Together AI is a research-driven artificial intelligence company on a mission to lower the cost of modern AI systems. They are seeking a Staff Data Warehouse Engineer to design and operate a medallion data warehouse, ensuring high data quality and governance across the organization.
Responsibilities:
- Architect and operate a medallion/curated data warehouse stack (bronze/silver/gold) for product, usage, billing, and operational data
- Build and maintain Airflow orchestrated pipelines and dbt transformation projects (modular, tested, documented)
- Design analytics-ready models: SCD Type 2, star schemas, and appropriate normalization for upstream canonical layers
- Lead Master Data Management (MDM) patterns (golden records, reference data, deduping, identity resolution)
- Implement and automate data quality checks (freshness, nulls, referential integrity, distribution drift, anomaly detection)

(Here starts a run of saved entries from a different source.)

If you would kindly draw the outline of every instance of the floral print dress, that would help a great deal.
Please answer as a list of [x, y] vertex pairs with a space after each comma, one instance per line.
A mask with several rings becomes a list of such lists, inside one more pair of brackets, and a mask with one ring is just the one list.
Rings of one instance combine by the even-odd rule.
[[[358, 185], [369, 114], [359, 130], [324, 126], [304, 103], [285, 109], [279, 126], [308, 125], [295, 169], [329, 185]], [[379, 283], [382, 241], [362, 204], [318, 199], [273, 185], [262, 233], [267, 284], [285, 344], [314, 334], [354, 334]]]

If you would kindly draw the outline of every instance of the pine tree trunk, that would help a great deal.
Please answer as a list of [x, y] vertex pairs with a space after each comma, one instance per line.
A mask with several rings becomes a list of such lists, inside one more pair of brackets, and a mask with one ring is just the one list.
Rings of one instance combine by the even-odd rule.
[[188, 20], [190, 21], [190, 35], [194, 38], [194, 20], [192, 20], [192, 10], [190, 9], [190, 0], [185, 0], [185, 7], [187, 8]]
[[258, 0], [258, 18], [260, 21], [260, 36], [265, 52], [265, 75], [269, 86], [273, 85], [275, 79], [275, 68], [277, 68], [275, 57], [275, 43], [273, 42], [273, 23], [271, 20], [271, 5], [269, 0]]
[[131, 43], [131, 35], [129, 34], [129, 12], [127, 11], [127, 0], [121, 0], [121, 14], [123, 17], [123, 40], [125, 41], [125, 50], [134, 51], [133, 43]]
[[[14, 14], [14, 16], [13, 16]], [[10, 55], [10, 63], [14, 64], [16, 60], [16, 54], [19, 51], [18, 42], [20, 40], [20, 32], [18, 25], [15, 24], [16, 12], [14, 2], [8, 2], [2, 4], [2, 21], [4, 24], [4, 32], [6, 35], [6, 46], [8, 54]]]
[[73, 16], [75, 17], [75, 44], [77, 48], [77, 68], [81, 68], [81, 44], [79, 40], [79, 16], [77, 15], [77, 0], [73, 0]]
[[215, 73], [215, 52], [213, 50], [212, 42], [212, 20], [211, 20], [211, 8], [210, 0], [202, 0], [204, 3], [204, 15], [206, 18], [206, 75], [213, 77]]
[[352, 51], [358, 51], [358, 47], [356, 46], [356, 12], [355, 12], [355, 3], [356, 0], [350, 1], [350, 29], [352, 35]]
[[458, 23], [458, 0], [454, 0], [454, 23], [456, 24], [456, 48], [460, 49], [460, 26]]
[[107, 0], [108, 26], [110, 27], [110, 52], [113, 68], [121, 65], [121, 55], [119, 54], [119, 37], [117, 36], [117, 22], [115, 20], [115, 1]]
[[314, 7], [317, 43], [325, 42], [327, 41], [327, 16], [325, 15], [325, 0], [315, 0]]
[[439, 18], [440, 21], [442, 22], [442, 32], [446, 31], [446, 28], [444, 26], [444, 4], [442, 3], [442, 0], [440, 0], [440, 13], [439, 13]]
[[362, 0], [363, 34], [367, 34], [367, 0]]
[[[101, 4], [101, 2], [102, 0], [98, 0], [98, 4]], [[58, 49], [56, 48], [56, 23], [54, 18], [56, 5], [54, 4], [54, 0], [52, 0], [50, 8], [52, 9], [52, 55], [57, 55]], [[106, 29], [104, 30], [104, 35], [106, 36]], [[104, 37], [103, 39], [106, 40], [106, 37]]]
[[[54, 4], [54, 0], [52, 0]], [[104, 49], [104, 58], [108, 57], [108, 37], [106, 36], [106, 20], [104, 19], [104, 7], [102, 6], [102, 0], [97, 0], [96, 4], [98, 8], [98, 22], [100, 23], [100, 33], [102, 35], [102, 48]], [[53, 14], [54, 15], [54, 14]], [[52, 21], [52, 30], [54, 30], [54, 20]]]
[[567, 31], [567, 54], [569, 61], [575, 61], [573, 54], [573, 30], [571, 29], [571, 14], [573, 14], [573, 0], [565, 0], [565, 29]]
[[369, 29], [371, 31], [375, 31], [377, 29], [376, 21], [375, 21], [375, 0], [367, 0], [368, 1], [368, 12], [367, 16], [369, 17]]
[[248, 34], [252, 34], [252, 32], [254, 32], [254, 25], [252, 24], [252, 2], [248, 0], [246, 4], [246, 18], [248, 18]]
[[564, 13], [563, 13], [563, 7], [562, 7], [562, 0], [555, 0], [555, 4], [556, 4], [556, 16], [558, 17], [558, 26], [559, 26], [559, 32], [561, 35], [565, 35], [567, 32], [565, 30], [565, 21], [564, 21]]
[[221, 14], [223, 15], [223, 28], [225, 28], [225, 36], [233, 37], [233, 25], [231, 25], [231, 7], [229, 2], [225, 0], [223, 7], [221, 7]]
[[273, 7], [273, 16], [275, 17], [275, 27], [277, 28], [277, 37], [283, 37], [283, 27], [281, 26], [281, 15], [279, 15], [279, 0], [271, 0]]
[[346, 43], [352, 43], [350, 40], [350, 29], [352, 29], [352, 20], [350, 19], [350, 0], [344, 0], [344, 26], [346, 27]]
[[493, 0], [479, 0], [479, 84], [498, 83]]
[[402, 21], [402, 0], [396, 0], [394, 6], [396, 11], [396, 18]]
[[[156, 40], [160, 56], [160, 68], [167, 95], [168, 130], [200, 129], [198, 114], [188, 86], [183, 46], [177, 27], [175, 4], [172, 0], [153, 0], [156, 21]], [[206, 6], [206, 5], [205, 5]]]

- Establish data governance habits: data stewardship, ownership, SLAs, and clear definitions for 'source of truth.'
- Build and maintain a business semantic layer (consistent metric definitions, dimensions, and reusable logic) used by notebooks/BI
- Partner with stakeholders (Product, Engineering, Finance, GTM, Ops) to translate questions into durable datasets and metrics
- Use SQL, Python, and Spark where scale demands it; optimize for correctness, performance, and cost
- Mentor engineers and contribute to standards (code review, design docs, runbooks), paving the path to tech lead
Requirements:
- Strong warehouse fundamentals and production experience delivering trusted datasets and metrics
- Expert SQL (window functions, dimensional modeling, performance tuning)
- Hands-on with dbt (models, tests, docs, snapshots, macros) and Airflow (DAG design, backfills, reliability)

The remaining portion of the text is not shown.